Further applications of the Container Method

TL;DR

This paper explores advanced applications of the Container Method in combinatorics, demonstrating its effectiveness in counting specific graph structures, analyzing subgraph sizes in random graphs, and counting metric spaces, while also connecting to the Szemerédi Regularity Lemma.

Contribution

It extends the application of the Container Method to new combinatorial problems, including counting $C_4$-free graphs and analyzing metric spaces, showcasing its versatility.

Findings

Counted $C_4$-free graphs using the Container Method.

Analyzed the size of maximum $C_4$-free subgraphs in random graphs.

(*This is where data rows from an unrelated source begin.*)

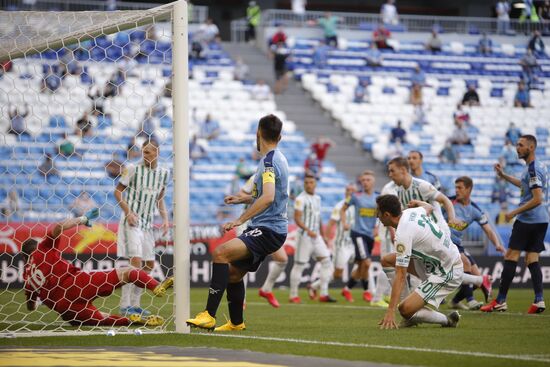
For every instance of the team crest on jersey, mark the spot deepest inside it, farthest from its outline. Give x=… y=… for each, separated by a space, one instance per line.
x=400 y=248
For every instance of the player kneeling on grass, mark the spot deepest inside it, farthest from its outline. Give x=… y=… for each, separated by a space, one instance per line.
x=70 y=291
x=425 y=251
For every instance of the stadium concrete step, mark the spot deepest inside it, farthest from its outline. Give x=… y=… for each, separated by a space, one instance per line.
x=310 y=118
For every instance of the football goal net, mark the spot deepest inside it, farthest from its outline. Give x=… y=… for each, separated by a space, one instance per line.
x=94 y=114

Counted metric spaces with a fixed number of points.

Abstract

Recently, Balogh--Morris--Samotij and Saxton--Thomason proved that hypergraphs satisfying some natural conditions have only few independent sets. Their main results already have several applications. However, the methods of proving these theorems are even more far reaching. The general idea is to describe some family of events, whose cardinality a priori could be large, only with a few certificates. Here, we show some applications of the methods, including counting $C_4$-free graphs, considering the size of a maximum $C_4$-free subgraph of a random graph and counting metric spaces with a given number of points. Additionally, we discuss some connections with the Szemer\'edi Regularity Lemma.